Many challenges remain. Much of today’s existing technology – including technology that has been approved by the U.S. Food and Drug Administration – is either dangerous or inconvenient for use by the average person. Cost is another drawback. A prosthetic limb capable of spurring limited thought-controlled movements, such as one developed in lab tests at Johns Hopkins University, would cost about $500,000.
Brain surgery to implant chips and electrodes is risky. Research on wireless BCI systems is embryonic, and subject to hurdles such as noise interference and accuracy, and data speed and storage limitations. “In the case of a chip to detect epilepsy, we have one that works, but we are constantly improving it. Right now, we are trying to improve accuracy. Our system is good, but sometimes it predicts a seizure will happen, and doesn’t. It has to be 100 percent for people to use it,” ElSayed said.
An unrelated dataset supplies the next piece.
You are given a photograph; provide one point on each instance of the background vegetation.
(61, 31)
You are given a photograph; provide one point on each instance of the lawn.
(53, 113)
UL ˾ researchers have been working to complete prototypes and fabricate models of each of the two chips. Once that happens, Bayoumi said the plan is to partner with a medical school or a private entity to conduct trials and explore the potential for commercialization. As the technology continues to evolve, the possibilities for medical breakthroughs are far-reaching. Chips could be used to help people paralyzed by spinal cord injuries regain movement, or to monitor brain activity to aid diagnosis and treatment of dementia and mental illness.
“Diagnosis and treatment of mental health problems are very lagging compared with other areas of medicine. There are really no conclusive tests. For the body, you can do a blood test, or an MRI. So, to be able to pick up a signal from the brain and analyze it for depression, for example, would present a fantastic breakthrough,” Bayoumi said.